March 20, 2018 League Continues to Advocate for Project
Submitted by: Annick Miller Rivera | Senior Policy Advisor, Water Strategies, LLC
In advance of the President’s budget, the Columbia Basin Development League (League) staff sent a letter to Secretary Zinke (copying Comm’r. Brenda Burman; Rep. Dan Newhouse; Sen. Patty Murray; and Sen. Maria Cantwell) in late January, advocating for the Columbia Basin Project (Project) to be included in the federal infrastructure package.
As the infrastructure debate heats up in DC, the League continues to advocate for the Project and its current phase of development, the Odessa Ground Water Replacement Program (OGWRP).
The League has participated in dozens of meetings with Reclamation and the Washington State Delegation on the importance of the Columbia Basin Project and completing OGWRP. OGWRP is an excellent example of an innovative and transformative project that will not only help our farmers, but also the environment and rural communities.

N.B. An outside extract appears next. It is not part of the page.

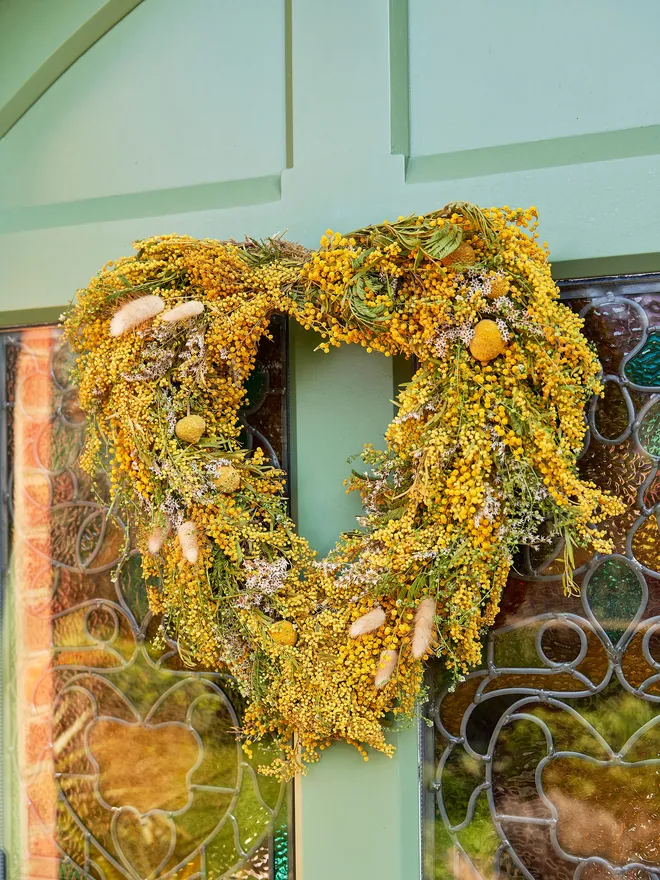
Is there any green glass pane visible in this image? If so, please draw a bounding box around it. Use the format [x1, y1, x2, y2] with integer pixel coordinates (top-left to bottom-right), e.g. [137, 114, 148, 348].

Without surface water from the Project, the economic future of the Odessa subarea is in jeopardy. Depletion of the Odessa groundwater aquifer would dry up 100,000 acres of irrigated farmland causing significant loss of income and jobs and threaten the drinking water supplies for nearly 200,000 people.
Throughout this process, Washington State and local stakeholders have been contributing towards the implementation of OGWRP. In fact, the State has invested over $75 million. However, as a federal project the Bureau of Reclamation needs to be an active partner. While the League continues to advocate for federal funding – recently sending letters to the Washington State Delegation supporting funding for OGWRP in FY2019 – we have also been looking for creative solutions to address the cost of OGWRP.
Included in these solutions is the 960-acre Class 1 equivalency limit in the Reclamation Reform Act (RRA) of 1982 (PL 97-293). Within the boundary of the OGWRP area, most of the family farms are larger than 960 acres. Since the cost of replacing their deep well water with Project surface water will be significantly more than the cost of ground water (or even surface water in other parts of the Project), these farms will need to continue to farm more than 960 acres for OGWRP to become affordable enough to be successfully implemented.
Water infrastructure is perhaps the most important, yet overlooked, form of infrastructure in our nation. An investment in water infrastructure is an investment in American farmers, our nation’s economy, its health, and its future. This cannot be more evident than in the Odessa Subarea. The Washington State Department of Ecology estimates failure to address the aquifer depletion will result in the loss of 3,600 jobs and $840 million annually in agricultural production.
OGWRP is a workable and functioning public-private partnership with both state and federal agencies involved. We believe that all alternatives, including funding and regulatory limitations, must be looked at in order to complete OGWRP.